Preventing a Tax Disaster Next Year
This is the first installment of the short “Intro to Tax Relief” series, presented by Tax Defense Network. You can learn more about them by reading their full review.
Benjamin Franklin once said, “An ounce of prevention is worth a pound of cure”. It’s uncertain whether Ben had taxes on his mind at the time, but it’s certainly applicable. What you do throughout the year will ultimately affect the outcome of your tax return. People often worry about filing because it’s the sum of all fears; the mad dash to review the previous twelve months before hitting the “send” button and crossing their fingers. A little attention early on, though, can prevent a lot of stress come April 15th.
Depending on your professional and personal circumstances, there are specific items you can address to ensure tax season doesn’t ruin the rest of your year. If you’re already dealing with a tax issue, such as paying back a debt in an installment agreement, there are additional concerns to prevent complications when you file your next return. No matter what your situation, though, you have plenty of incentives to take control of your taxes now:
An essential consideration in forecasting what to expect for tax season is what you’re withholding from each paycheck. Reserving the appropriate amount from your earnings will prevent having to make up the difference and pay in April. This is especially true for 1099 employees, who may need to estimate their taxes and pay them throughout the year. Calculating the correct amount can be tricky, so it might be helpful to enlist an accountant or a licensed tax professional to ensure you’re on target.
You may be unaccustomed to hanging onto receipts or paystubs, but anything going on your tax return should have supporting documentation. If you plan on taking a deduction for a work expense – say, gas bills spread over eight months – you should have the corresponding receipts. Again, if you’re self-employed, all of the little deductions will truly add up when you file your taxes…but shouldn’t be taken unless you can verify each one. The reason for this preventative maintenance is simple; in the event that you’re audited for your deductions, you won’t have any cause for concern. If you try to write something off without supporting records and get called out on it, you may be liable for the difference in the form of a tax debt.
Verify That Your Address is Up to Date
It might sound like a minor detail, but ensuring your address and other information is current can prevent serious complications.

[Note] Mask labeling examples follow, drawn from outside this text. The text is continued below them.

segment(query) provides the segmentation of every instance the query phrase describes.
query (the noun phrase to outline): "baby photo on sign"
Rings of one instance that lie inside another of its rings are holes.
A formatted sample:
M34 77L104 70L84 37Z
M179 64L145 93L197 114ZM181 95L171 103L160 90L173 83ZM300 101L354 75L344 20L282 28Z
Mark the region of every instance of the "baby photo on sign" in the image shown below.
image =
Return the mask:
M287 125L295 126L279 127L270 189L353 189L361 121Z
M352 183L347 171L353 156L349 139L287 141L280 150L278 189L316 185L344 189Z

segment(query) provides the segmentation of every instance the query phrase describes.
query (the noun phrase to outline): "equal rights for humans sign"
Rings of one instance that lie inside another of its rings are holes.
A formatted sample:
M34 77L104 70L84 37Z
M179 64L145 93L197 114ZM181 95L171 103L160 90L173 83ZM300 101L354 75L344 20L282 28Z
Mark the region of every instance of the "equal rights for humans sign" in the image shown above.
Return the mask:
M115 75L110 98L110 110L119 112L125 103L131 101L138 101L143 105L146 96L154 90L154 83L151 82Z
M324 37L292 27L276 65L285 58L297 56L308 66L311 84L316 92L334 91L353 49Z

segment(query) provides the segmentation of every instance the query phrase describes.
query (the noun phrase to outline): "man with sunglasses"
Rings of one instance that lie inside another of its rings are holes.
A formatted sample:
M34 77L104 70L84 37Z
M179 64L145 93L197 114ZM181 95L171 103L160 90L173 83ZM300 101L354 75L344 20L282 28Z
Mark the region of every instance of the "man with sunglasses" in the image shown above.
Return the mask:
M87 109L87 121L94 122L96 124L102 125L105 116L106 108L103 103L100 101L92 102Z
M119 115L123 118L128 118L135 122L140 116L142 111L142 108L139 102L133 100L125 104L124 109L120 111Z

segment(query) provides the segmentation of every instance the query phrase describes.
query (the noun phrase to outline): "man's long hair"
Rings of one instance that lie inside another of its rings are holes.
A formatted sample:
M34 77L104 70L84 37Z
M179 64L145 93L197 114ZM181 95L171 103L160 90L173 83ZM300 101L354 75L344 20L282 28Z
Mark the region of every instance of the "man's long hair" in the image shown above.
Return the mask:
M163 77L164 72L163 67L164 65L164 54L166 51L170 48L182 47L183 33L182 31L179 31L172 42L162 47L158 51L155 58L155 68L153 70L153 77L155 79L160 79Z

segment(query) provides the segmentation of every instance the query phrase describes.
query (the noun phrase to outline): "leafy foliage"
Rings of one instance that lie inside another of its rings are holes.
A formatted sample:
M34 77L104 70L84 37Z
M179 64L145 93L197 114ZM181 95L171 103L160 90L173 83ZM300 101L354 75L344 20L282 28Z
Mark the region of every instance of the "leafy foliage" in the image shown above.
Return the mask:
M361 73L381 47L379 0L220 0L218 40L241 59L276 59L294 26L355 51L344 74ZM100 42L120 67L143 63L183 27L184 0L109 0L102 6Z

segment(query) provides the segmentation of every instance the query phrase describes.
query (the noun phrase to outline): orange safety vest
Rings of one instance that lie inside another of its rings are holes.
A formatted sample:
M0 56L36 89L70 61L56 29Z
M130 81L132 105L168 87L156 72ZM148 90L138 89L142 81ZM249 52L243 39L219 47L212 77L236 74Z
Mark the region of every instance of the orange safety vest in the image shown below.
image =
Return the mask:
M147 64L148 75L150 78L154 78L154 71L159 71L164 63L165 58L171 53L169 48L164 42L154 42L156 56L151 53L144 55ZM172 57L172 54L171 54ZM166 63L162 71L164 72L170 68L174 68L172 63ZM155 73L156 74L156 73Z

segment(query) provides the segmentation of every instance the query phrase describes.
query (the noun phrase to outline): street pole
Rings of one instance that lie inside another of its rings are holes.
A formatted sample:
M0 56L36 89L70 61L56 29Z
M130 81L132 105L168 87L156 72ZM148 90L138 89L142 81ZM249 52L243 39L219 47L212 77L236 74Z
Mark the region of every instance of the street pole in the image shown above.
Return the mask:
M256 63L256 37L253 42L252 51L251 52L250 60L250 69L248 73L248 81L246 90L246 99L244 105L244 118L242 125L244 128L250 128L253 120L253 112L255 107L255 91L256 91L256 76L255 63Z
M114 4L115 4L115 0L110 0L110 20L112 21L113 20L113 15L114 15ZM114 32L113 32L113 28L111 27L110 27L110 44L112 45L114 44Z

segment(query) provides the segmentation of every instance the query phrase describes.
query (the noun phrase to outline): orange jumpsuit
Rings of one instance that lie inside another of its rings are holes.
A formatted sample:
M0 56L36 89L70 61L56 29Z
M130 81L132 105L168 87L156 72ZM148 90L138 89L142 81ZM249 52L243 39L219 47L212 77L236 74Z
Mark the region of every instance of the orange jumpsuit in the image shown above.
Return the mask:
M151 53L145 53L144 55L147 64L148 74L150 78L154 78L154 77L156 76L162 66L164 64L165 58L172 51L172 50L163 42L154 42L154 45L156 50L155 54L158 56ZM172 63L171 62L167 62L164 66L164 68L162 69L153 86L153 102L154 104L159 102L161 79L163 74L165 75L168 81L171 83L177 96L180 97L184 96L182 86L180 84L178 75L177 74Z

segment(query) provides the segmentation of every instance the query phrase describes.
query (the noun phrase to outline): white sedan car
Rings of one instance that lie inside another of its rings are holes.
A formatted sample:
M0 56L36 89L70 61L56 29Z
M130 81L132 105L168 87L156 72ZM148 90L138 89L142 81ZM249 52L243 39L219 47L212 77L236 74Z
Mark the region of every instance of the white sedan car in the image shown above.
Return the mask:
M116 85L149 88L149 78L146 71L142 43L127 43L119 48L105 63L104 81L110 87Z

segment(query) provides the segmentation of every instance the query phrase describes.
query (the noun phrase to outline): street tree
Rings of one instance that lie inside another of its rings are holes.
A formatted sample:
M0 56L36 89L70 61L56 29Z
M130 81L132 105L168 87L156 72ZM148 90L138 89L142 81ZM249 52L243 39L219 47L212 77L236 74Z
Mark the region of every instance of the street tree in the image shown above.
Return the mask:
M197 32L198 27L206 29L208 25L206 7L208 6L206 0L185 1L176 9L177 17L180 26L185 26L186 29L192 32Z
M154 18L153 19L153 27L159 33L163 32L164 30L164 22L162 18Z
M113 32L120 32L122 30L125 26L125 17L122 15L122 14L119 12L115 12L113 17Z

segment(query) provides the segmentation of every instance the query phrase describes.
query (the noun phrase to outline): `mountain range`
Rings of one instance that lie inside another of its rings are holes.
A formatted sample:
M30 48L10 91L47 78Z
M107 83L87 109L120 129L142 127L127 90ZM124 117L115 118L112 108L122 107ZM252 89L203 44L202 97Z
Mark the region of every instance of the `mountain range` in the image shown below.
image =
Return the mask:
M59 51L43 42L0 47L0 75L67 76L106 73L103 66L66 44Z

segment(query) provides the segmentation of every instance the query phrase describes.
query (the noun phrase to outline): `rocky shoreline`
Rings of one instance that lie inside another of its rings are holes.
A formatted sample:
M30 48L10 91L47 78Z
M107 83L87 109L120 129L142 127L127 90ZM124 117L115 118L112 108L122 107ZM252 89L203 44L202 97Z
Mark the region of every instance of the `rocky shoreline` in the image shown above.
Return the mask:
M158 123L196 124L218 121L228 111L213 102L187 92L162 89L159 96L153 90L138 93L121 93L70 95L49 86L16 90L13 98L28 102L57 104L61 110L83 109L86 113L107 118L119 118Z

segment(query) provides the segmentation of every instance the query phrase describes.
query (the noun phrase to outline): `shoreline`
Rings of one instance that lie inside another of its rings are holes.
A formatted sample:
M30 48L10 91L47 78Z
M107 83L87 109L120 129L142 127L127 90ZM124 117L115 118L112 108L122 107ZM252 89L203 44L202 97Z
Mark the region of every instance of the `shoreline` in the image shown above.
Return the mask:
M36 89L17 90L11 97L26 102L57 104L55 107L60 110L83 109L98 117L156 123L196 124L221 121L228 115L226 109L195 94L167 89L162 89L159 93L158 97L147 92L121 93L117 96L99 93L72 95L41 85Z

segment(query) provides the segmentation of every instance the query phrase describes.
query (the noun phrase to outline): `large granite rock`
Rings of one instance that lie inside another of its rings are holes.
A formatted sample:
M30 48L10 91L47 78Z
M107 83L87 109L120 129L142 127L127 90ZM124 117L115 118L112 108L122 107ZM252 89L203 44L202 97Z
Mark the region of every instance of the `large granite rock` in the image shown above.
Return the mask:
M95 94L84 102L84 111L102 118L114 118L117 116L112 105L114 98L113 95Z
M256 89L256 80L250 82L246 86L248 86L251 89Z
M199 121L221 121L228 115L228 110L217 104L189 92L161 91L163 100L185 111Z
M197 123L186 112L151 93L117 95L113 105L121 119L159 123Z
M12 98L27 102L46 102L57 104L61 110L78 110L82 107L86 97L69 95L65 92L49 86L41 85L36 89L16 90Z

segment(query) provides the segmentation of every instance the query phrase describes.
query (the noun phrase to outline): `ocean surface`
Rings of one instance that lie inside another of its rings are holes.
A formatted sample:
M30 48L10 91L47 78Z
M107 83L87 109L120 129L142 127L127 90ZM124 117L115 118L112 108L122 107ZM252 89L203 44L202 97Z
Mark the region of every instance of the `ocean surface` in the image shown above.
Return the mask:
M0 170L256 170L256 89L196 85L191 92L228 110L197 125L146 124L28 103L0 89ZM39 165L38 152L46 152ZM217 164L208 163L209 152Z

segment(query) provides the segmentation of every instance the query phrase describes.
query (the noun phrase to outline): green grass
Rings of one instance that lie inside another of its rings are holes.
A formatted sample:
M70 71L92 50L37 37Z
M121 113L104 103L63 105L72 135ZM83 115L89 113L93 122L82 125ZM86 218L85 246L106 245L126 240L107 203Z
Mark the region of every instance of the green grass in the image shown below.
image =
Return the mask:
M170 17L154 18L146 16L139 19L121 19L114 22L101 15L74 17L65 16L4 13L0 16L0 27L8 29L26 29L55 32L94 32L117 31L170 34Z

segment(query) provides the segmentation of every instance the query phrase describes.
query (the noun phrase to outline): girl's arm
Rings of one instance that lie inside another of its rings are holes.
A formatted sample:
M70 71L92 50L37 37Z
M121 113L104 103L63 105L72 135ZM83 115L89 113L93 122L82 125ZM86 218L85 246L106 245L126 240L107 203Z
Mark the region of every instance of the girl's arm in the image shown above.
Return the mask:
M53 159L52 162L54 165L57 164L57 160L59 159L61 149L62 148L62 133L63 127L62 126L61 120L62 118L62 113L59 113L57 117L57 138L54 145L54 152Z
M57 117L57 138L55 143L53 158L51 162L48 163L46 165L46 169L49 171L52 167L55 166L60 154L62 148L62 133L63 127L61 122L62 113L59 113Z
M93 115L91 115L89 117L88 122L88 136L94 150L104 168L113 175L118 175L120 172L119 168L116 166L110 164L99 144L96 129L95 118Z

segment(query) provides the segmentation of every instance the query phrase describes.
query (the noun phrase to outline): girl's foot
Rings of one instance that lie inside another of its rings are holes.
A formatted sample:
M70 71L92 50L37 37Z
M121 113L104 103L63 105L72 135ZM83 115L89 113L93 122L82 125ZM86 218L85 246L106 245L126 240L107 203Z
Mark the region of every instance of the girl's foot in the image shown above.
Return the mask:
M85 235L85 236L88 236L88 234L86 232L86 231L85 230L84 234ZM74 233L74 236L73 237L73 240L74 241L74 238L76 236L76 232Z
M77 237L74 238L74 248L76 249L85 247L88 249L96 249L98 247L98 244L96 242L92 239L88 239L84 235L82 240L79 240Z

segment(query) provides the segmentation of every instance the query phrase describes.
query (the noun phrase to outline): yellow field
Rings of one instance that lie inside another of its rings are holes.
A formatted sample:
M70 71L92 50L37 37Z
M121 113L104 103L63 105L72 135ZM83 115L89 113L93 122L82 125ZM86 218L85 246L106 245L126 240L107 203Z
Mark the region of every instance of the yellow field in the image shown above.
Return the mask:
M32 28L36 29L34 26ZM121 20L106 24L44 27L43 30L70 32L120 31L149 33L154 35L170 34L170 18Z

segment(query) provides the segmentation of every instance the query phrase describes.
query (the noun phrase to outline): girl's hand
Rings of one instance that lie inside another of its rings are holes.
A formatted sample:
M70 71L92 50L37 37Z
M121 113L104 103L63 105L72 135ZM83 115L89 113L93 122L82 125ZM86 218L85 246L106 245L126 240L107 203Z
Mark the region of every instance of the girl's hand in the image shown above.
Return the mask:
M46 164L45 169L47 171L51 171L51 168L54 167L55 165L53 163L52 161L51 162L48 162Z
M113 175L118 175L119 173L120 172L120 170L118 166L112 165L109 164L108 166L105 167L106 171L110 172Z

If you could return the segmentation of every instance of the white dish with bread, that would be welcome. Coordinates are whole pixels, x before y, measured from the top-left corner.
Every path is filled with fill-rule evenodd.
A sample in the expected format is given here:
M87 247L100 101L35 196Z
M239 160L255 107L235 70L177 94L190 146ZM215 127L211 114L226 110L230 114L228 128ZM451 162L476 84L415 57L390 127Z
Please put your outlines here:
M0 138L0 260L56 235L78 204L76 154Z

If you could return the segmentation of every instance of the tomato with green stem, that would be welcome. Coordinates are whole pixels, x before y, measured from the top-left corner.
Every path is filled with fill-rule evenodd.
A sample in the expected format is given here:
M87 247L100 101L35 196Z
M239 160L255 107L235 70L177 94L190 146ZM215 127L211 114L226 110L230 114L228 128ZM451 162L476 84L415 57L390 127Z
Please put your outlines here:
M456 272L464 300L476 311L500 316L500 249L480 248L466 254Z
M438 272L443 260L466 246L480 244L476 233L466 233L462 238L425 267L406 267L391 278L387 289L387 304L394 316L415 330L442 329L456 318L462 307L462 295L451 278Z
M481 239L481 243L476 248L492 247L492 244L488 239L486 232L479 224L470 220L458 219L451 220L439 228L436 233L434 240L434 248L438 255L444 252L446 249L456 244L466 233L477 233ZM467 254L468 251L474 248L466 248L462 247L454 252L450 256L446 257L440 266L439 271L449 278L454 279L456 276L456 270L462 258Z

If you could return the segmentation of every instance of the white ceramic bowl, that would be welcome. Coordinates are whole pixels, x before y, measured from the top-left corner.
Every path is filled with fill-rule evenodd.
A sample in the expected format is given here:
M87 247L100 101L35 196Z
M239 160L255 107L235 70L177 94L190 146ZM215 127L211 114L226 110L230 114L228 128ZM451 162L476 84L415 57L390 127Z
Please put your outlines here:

First, your employer(s) should know where you’re getting your mail, if for no other reason than tax time. If you’re self-employed and receive 1099’s – particularly if you’re working for multiple parties – it could be easy to miss part of your income after tax documents get sent to the wrong address. When your employer reports your income to the IRS and you don’t send in matching information, you may end up being audited and charged penalties and interest, in addition to the tax debt. Also, the IRS should also have your current address. If they need to reach you, or were to send you a letter about a liability, the problem will only get worse if they can’t locate you.
Review Your Current Situation
If you typically don’t have any trouble during tax season, you’re probably already on the right track and won’t need to put forth too much effort. On the other hand, if you’re already paying a tax debt, it’s important to proceed carefully. Should you incur a new tax debt next year, your current agreement may be in jeopardy. It’s important to make sure that any mistakes which led you to your current predicament aren’t repeated, so reviewing many of these details on a regular basis is definitely advisable. Also, correspondence from the IRS is more important than ever if you’re working through a tax problem, so be sure they know how and where to reach you.
If you find that your taxes are too difficult to handle on your own, it’s smart to get professional tax advice. There’s no sense in making a mistake that will only lead to a mess when you have to file your return. Also, if you have an IRS agreement that’s compromised by a newly acquired tax debt, you’ll definitely want to confer with a licensed tax professional. He or she can help ensure that any additional liability will be handled and see that you remain compliant with the government. As long as you address any problems early on, you shouldn’t have much reason to worry next tax season.